Have fun! You will have a great time. I promise! 🙂
Frankie, I personally don’t think that I would do that, but I would reach out to local resources, including your hotel.
Dear Frankie
It is definitely safe. The route there is simple with two drive directions you can take. Either through Cape Town or Muizenberg.
If you really feel you need to back up. You welcome to contact me. My friend from Canada is also landing this month and she has no reservation although it is her first time.
Please don’t let fears stress you. It is always a case of general vigilance in any country.
Feel free to email or contact me.
Regards
Deon
Wow, I googled South Africa solo travel and yours was one of the first results I found. I travel solo often and am planning to visit SA and am happy to hear from another solo traveler because they truly understand some of the realities of traveling alone. As much as I am excited by visiting SA, I am also a little dismayed at the extra precautions and keeping my guard up vs. trips to Southeast Asia, Europe where it really isn’t a consideration. I hate when people tell me “take the same precautions as any other city in the world.” It blows my mind, because I would never take the same precautions in Tokyo or Copenhagen as I would in Guatemala City or Rio. I appreciate your taking the time to give the real deal on safety as a solo traveler.

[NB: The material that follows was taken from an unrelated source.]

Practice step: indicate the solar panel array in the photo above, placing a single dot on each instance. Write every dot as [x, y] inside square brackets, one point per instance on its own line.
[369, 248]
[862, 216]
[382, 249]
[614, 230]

I am looking into Africa as a vacation destination. I prefer adventure over actual R&R but I will be traveling alone and would like to keep safety in mind. I have traveled alone numerous times before and am vigilant about my traveling. I have read that Cape Town can be cheap and if you stay with guides and in more touristy areas I will be fine. If there are any other suggestions on where I can go in Africa, any would be much appreciated.
Happy Travels !!
Hi Katie Beth,
I would say that if you want to see SA, plan to stay at a game lodge. They have a great one in Hluhluwe that is called Zula Natal Game Lodge. This is a neat way to experience the best of SA. I have been to SA 3 times over the last 2 years and there are certain areas where I feel more unsafe than others. My husband, who lived there for over 30 years, was robbed once and witnessed violence but he says if you keep your wits about you and use common sense, it is ok. The South African Airways airline was the best I have every been on! There are many positive factors about SA but the safety issue is something to take seriously and you have to use caution. Hope this helps!